Updated: Feb 5, 2021


So, the cardboard ended up at your door and then you took it to be recycled. But, what does recycling actually mean in Hawaii County? Where does the cardboard go when you're done with it? For Hawaii Island, most cardboard that goes to a county transfer station is sold to recyclers in Asia (at the time of writing, Taiwan). This is fairly common practice. Operation National Sword tells a story of China's decision to stop buying waste and recyclables from the West and the ripple effect it's still having on nations accustomed to shipping away their waste. So, when you put that box into the great, big brown bin, it stays there until a truck comes to pick it up. It's be hauled across the island, likely to Kona or Hilo, where it's compressed into a giant cube known as a bale of cardboard. On one sweaty afternoon, hundreds of bales are stacked into empty shipping containers. Then it's sold and hauled to the harbor where it's loaded back onto one of the thousands of cargo ships sailing across the Pacific Ocean and sent to Asia. When it lands - after 4,000-5,000 miles at sea - it's unloaded from a ship into a port. And then, it's not really clear what happens although Taiwan seems to have a world class recycling system. Nor is it clear that it all actually goes to Taiwan. It's very possible that it's bought by a company with an office in Taiwan then shipped to somewhere with less regulation like Malaysia. The point is it's very hard to tell. To put it in perspective, it'll cost you anywhere from $900-2,000 plus a passport, a COVID test, and at least a few months of planning to make a trip to Taiwan if you ever decide to go.

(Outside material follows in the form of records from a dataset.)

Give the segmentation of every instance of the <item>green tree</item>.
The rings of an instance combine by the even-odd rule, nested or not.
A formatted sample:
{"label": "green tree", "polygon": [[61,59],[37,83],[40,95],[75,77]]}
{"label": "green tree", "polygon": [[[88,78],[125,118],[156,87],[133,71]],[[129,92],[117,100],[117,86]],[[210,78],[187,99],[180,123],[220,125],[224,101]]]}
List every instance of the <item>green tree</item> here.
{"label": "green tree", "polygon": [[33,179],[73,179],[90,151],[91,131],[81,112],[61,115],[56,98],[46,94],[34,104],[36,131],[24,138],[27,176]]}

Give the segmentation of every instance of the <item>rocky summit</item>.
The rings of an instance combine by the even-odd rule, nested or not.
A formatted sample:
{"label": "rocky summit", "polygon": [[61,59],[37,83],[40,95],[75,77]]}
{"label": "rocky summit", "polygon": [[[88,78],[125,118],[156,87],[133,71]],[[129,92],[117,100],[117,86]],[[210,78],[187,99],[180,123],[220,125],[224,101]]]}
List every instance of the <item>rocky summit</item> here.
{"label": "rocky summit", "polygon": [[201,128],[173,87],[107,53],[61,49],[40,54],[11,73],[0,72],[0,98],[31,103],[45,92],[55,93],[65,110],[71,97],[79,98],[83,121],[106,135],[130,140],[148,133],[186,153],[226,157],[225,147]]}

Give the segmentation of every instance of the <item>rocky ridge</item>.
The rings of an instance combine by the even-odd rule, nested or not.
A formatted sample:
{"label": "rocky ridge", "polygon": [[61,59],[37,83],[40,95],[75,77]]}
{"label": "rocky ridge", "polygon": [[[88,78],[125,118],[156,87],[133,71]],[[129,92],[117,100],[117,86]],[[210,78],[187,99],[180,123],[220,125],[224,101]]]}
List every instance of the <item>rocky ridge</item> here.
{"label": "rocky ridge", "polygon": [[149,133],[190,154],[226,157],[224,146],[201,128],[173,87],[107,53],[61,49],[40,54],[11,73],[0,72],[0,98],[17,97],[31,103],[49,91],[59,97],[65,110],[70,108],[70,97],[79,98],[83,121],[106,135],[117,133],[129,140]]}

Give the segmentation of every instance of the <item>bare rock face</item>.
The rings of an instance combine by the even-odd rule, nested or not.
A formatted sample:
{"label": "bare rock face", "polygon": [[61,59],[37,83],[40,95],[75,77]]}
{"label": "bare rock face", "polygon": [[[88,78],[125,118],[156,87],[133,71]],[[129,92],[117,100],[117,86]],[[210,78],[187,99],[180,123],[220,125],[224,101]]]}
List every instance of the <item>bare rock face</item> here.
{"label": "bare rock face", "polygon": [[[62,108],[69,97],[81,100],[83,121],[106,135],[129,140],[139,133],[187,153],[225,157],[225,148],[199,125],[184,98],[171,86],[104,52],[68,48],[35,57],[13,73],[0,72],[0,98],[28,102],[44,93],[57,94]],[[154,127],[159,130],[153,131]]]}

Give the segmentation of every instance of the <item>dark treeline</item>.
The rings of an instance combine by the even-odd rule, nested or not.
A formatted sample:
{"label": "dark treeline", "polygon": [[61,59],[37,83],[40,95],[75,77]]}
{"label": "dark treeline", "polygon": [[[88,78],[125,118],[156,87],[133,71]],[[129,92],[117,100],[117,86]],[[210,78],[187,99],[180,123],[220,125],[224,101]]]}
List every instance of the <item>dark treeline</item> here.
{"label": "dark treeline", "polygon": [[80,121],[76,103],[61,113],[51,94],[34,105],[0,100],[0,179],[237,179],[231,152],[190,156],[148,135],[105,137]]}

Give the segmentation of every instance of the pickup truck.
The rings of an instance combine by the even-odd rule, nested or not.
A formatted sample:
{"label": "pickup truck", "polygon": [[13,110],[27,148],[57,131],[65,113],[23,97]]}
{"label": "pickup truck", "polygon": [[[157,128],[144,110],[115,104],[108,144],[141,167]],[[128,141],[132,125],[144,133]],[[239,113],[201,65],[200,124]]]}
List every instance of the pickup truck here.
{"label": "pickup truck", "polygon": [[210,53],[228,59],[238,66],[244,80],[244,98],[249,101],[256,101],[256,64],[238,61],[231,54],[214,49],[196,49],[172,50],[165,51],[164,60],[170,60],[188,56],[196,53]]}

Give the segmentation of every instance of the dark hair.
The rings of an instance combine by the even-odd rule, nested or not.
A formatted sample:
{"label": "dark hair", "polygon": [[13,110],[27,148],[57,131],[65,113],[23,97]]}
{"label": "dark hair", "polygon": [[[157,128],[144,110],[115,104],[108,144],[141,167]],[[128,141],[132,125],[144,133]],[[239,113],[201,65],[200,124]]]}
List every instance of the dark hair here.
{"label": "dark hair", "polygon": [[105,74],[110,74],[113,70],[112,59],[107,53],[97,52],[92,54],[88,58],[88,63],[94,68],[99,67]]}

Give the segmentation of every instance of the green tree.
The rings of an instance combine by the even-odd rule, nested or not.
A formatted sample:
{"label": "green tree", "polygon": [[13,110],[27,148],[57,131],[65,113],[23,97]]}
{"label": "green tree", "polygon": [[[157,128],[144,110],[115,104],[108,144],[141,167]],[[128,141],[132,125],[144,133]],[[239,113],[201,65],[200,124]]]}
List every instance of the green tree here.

Your recycled boxes make a similar journey, every other week. That's only the cardboard we know about from the County's records. It doesn't account for what goes into landfill or is collected and sold by private recycling companies which are able to buy and sell with various recycling brokers. How do you tell where the rest of it really goes? It's easier to tell where the cardboard comes from then to tell where it actually goes. Despite being a globally traded commodity, our collective understanding of the system which both produces and recycles cardboard is limited. Perhaps, it is both our lack of data and how far away it is from our conscious. All that being said, it's certainly easier to understand what can happen to it if it stays here.